Meu mundo, que eu pensei que já estava instável, balançando com as distâncias e segredos, havia acabado de se quebrar em mil pedaços com aquela traição cruel e inesperada. Não era "outra mulher", uma desconhecida. Era a minha própria irmã. E o meu marido. Juntos.

Céus.

Empurrei a porta com tudo. O som da madeira batendo na parede ecoou pelo corredor silencioso. Eu não poderia mais ficar parada, escondida, testemunhando aquela cena nojenta, aquela traição grotesca bem ali na minha frente.

Demétrio e Vivian se afastaram na hora, com um susto. Os olhos deles se arregalaram ao nos ver ali – eu e Dante, parados na porta, a surpresa da vitória transformada no choque horrorizado da descoberta. Demétrio estava com a camisa desabotoada, o cabelo um pouco bagunçado. Vivian, sentada na mesa, parecia uma criança pega em flagrante, o rosto vermelho.
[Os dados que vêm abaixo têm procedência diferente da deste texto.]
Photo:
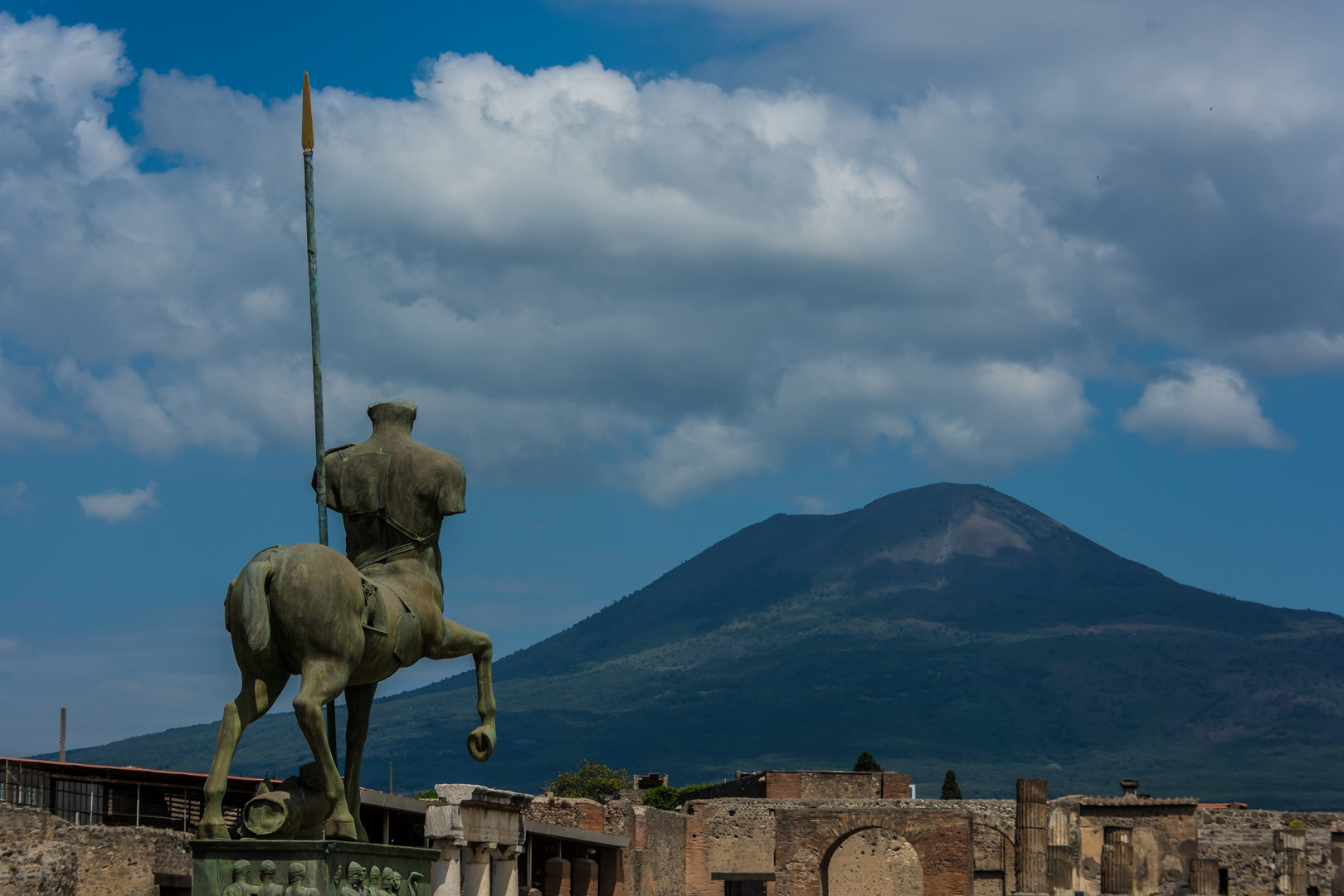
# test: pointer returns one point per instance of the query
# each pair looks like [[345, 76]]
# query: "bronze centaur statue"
[[343, 624]]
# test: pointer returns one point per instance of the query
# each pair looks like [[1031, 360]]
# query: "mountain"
[[947, 626]]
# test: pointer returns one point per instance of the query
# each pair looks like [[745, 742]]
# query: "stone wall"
[[1242, 841], [871, 863], [42, 853], [726, 835], [1163, 837], [570, 813], [655, 861]]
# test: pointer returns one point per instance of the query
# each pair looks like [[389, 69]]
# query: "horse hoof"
[[212, 830], [480, 743], [342, 829]]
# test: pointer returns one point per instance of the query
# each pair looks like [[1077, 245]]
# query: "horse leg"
[[321, 681], [251, 703], [459, 641], [359, 700]]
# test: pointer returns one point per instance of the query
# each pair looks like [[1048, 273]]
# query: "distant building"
[[117, 832]]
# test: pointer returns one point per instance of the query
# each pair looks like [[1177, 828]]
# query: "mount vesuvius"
[[947, 626]]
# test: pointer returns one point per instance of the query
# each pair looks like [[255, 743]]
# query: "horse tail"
[[251, 605]]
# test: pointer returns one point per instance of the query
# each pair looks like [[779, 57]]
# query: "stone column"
[[504, 871], [476, 871], [1291, 863], [1118, 861], [583, 878], [448, 871], [1203, 876], [470, 825], [1032, 817], [557, 876]]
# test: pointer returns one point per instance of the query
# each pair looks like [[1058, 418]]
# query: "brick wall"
[[1242, 841], [806, 837], [42, 853], [570, 813], [655, 861]]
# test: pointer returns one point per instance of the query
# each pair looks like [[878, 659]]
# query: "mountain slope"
[[942, 626]]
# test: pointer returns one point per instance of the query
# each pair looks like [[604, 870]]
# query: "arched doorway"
[[873, 861]]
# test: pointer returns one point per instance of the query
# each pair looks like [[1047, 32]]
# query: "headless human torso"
[[392, 494]]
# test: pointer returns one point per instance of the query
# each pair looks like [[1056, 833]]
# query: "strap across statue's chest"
[[364, 485]]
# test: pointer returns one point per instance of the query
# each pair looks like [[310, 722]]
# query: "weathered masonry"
[[827, 833], [773, 833]]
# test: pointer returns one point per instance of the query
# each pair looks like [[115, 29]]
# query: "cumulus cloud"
[[1203, 406], [660, 284], [114, 507], [11, 497]]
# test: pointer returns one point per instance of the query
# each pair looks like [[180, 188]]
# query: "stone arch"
[[871, 861], [940, 840]]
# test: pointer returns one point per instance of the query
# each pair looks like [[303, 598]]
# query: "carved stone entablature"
[[474, 816]]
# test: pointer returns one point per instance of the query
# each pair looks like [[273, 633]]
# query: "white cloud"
[[11, 497], [116, 507], [665, 284], [1205, 406]]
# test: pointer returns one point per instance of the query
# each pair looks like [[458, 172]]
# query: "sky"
[[654, 270]]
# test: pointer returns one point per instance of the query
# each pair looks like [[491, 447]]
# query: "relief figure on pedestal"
[[297, 885], [268, 885], [242, 869], [353, 880]]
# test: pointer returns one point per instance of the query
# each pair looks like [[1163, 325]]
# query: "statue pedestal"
[[327, 865]]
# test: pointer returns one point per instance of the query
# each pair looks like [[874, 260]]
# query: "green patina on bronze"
[[343, 624], [308, 868]]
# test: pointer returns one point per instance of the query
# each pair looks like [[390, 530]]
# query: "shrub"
[[589, 782], [665, 796], [951, 790], [866, 762]]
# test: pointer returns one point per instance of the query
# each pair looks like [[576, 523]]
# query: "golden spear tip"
[[308, 117]]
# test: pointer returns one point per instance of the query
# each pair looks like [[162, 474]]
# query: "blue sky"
[[654, 271]]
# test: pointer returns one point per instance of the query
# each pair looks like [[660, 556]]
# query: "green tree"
[[866, 762], [589, 782], [665, 796]]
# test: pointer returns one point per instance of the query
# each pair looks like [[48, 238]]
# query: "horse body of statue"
[[343, 624]]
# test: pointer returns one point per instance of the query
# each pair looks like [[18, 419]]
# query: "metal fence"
[[88, 801]]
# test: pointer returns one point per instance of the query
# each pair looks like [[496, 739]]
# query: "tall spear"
[[319, 425]]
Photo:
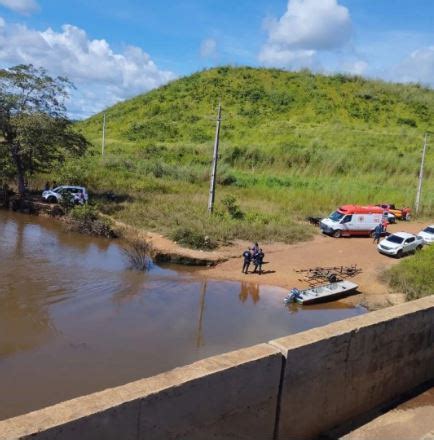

Dante deu alguns passos para dentro da sala comigo, ainda segurando o troféu com uma mão. Os olhos dele estavam fixos no pai, cheios de um desprezo puro e doloroso.

Demétrio tentou falar primeiro, a voz um pouco trêmula, tentando soar normal, tentando entender. "Ella? Dante? O que vocês estão fazendo aqui tão cedo? Aconteceu alguma coisa?"

Aconteceu alguma coisa?

Como ele podia perguntar isso? Como ele podia se preocupar com a gente voltando "cedo"? Quando ele havia faltado à luta do filho, à vitória do filho, para se enroscar com a própria tia do Dante? Com a minha irmã? A raiva ferveu nas minhas veias.

Vivian estava muda, sem palavras, com a cabeça baixa, incapaz de nos encarar. O rosto escondido pelos cabelos caídos. E eu me lembrei, com uma pontada de horror ainda maior, do que ela havia me confidenciado naquela manhã chuvosa: ela estava grávida. E o bebê não era do Marcos. A cena na minha frente, a intimidade, o choque... a verdade explodiu na minha mente com uma clareza brutal. O bebê. É do Demétrio.

Levei tudo para não gritar, para não tocar nesse assunto ali, na frente do meu pobre filho. Como eu poderia dizer a ele, naquele momento, que além da traição que os dois ali na nossa frente cometeram, a tia Vivian ainda engravidou... do pai dele? Deus, o quão baixo os dois foram. A crueldade disso...

Olhei para Vivian, a minha irmã, a quem eu amei. O pensamento me veio, cruel e afiado como uma faca. Eu a coloquei na minha casa para tirar o meu marido!